[comp.lang.smalltalk] Binary Object Storage in Smalltalk-80

eliot@cs.qmc.ac.uk (Eliot Miranda) (07/31/89)

Here is a Smalltalk-80 package to save + restore arbitrary objects to + from
files.  A description follows below.  But first some notes on the code.
The system was written for QMC's version of Smalltalk-80 2.3 which is very like
ParcPlace Smalltalk-80 V2.3 with some exceptions:

QMC's version
	a) permits temporaries to be declared in blocks
	b) has a class variable in Form called SystemIsBigEndian

If you're filing this in on a Smalltalk without block temporaries you'll need to
correct the code. e.g.

	store: anObject on: aStream
		| manager |
		Cursor wait showWhile: [manager _ (self new: 1024) initialize].
		Cursor write showWhile: [
			(aStream isKindOf: String)
				ifTrue: [
					| fileStream |
					fileStream _ FileStream fileNamed: aStream.

must be changed to

	store: anObject on: aStream
		| manager fileStream |
		Cursor wait showWhile: [manager _ (self new: 1024) initialize].
		Cursor write showWhile: [
			(aStream isKindOf: String)
				ifTrue: [
					fileStream _ FileStream fileNamed: aStream.


Hopefully someone will be able to adapt this for Smalltalk-V (if needed).
I place NO restrictions on the use of this code.

Here it is; Share And Enjoy!



------------------------------ Cut Here --------------------------------
| s |
s _ '

		Binary Structure Copying.

		E. Miranda. QMC 31 July 1989.

This package allows one to store and retreive arbitrary networks of
Smalltalk objects to and from files.  The package copes with circular
structures and with structures of arbitrary size.  Objects are stored
on files in a binary representation giving improved performance over
the textual ''structure copying'' system which it supercedes.

	To store an object (& its contents) use

		anObject storeBinary
		anObject storeBinaryOn: ''myfile.stbin''

	To retreive an object use

		BinaryInputManager readFrom: ''myfile.stbin''

Use of the file suffix ''.stbin'' is strongly recommended for binary files
created with this package.
'.
Transcript show: s.
NotifierView
	openContext: thisContext
	label: 'Binary IO Package.
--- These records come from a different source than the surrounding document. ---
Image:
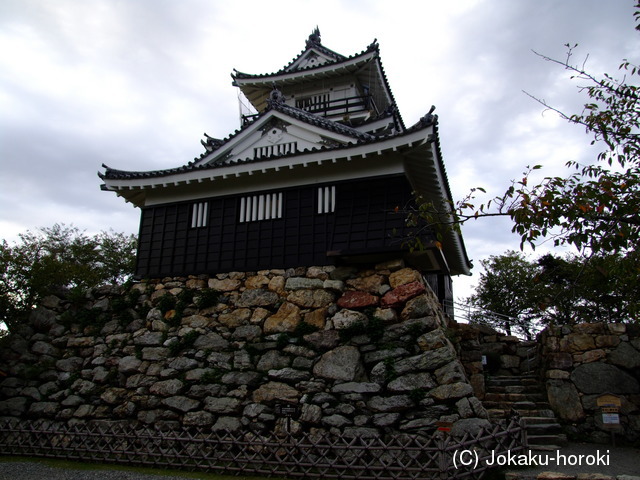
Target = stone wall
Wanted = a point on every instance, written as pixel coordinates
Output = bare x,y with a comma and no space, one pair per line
584,361
485,351
355,351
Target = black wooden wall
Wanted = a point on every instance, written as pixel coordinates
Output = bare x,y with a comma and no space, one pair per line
363,223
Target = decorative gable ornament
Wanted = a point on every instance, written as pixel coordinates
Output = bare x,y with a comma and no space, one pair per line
314,177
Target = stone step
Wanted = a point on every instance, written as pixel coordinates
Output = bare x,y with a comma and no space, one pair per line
510,380
533,388
547,440
542,420
543,428
522,405
526,414
514,397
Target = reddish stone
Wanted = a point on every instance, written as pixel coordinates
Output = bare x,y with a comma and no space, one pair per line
400,295
355,299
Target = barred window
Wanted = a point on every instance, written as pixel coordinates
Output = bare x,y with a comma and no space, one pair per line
326,199
278,149
260,207
199,214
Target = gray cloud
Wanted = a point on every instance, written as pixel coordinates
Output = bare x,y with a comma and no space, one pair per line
135,84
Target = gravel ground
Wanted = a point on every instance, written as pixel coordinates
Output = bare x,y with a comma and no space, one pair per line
615,461
34,470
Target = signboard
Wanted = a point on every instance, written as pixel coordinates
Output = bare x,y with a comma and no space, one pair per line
610,419
286,409
444,426
608,400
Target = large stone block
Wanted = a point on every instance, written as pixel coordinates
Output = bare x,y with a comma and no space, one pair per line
451,391
342,363
276,391
257,297
602,378
356,299
564,400
404,276
397,297
311,298
625,356
286,319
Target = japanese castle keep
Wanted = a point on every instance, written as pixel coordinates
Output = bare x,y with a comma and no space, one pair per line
313,178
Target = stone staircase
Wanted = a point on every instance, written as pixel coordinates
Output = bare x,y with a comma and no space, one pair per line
524,395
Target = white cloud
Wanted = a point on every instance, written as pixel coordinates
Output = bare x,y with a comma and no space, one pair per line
135,84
Proceed to continue'
	contents: s!


IdentityDictionary variableSubclass: #BinaryIOManager
	instanceVariableNames: ''
	classVariableNames: 'ClassType FalseType GlobalType IdType NilType ObjectType TrueType TypeTable '
	poolDictionaries: ''
	category: 'System-Support'!
BinaryIOManager comment:
'I am a shared superclass for the binary IO classes BinaryInputManager & BinaryOutputManager.
I define some class variables that define the types of descriptions in binary files, see BinaryIOManager class>>initialize'!


!BinaryIOManager methodsFor: 'accessing'!

codeForFalse
	^FalseType!

codeForNil
	^NilType!

codeForTrue
	^TrueType! !

!BinaryIOManager methodsFor: 'adding'!

grow
	"Must copy instance variables when growing"
	| instVars |
	instVars _ (self class superclass instSize + 1 to: self class instSize) collect: [:i|
					Association key: i value: (self instVarAt: i)].
	super grow.
	instVars do: [:assoc| self instVarAt: (assoc key) put: assoc value]! !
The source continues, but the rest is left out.